A logical next step, therefore, would be to use an in vitro system of endoscopic training that would allow endoscopists to learn/be taught to correct for the individual inaccuracy of their size estimates. Such a system has been described in the gastrointestinal literature during colonscopy 15,18 but not in a urologic setting where the opportunity for further study remains. In the absence of such a system, based on our findings, it would seem reasonable for endoscopists to make their initial size estimates during cystoscopy and ureteroscopy and then increase them by a factor of 30% and 40%, respectively; however, our findings would benefit from validation in a larger study population at other centers. Further, the availability of a better standard for endoscopic measurement comparisons may be beneficial.

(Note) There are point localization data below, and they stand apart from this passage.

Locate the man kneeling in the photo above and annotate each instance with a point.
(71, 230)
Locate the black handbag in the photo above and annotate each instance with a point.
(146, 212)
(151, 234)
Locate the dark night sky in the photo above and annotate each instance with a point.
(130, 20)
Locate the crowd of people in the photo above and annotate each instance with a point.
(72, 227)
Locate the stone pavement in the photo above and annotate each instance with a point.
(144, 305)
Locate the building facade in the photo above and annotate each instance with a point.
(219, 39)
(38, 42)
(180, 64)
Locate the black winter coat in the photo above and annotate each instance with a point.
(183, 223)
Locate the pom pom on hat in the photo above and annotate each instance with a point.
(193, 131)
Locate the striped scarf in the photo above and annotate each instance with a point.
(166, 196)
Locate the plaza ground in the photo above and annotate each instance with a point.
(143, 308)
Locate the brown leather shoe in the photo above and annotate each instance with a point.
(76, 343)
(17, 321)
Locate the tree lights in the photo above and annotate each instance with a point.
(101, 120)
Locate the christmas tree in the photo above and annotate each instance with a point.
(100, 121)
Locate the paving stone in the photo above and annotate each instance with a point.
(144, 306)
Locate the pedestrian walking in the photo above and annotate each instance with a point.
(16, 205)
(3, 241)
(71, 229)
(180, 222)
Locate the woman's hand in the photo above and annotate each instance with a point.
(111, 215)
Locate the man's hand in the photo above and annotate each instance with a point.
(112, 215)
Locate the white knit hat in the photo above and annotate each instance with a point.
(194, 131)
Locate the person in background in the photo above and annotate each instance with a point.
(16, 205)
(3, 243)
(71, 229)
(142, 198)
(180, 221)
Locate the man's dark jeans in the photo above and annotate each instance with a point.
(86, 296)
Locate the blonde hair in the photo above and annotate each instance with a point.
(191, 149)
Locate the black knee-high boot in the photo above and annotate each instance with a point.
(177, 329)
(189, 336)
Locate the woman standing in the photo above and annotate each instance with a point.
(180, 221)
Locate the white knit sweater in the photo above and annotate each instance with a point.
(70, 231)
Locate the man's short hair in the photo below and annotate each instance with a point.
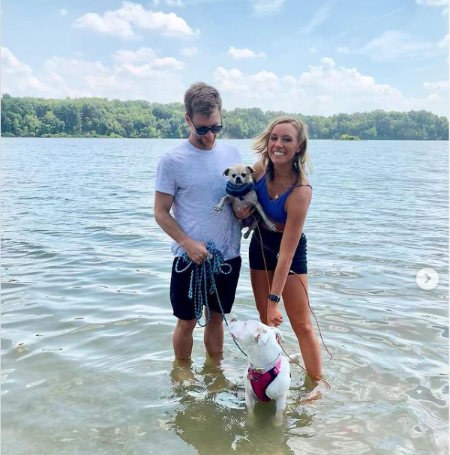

A limitation of this study is its in vitro design using artificial “lesions” in pig bladders and an inorganic urinary tract model. This environment does not precisely reproduce that observed in vivo, but does provide a fluid-filled setting in which endoscopic maneuvers and observations are similar to those performed in real patients. The observed lesions consisted of ball bearings and washers, which were similar in a number of ways to real lesions found in the urinary tract; they varied in size, depth, and location while possessing no surface features that could reveal their true size to an observer. Studies in the gastrointestinal endoscopy literature have used ball bearings as surrogates for colonic polyps, and although their ability to accurately represent pathologic lesions has not been established, their utility as “training lesions” to improve endoscopic accuracy has been shown. 13,15
The number of participants in this study was small and was limited by the number of staff and learners in our department. One might argue that a difference in accuracy based on level of training might have been revealed with a greater numbers of participants. Nevertheless, our findings are similar to those of studies in the gastroenterologic literature, which also found no difference in accuracy with level of training. 13 –15 Generalizing our findings to a broader audience of urologists would necessitate validating our findings with a larger population at multiple centers and would be an appropriate next step. There was the potential for recall bias with repeated estimates, but this was minimized by randomizing the observations.
Conclusion
Urologists, regardless of their level of training, substantially underestimate lesion size observed during cystoscopy and ureteroscopy, despite fair to excellent reproducibility of their estimates. These findings are independent of lesion size and appearance and the use of a visual reference during cystoscopy. Recognizing urologists' tendency to underestimate lesion size by 34% to 43% and adjusting estimates accordingly or improving instrumentation should improve clinical and operative decision-making based on these estimates.
Footnotes
Disclosure Statement
No competing financial interests exist.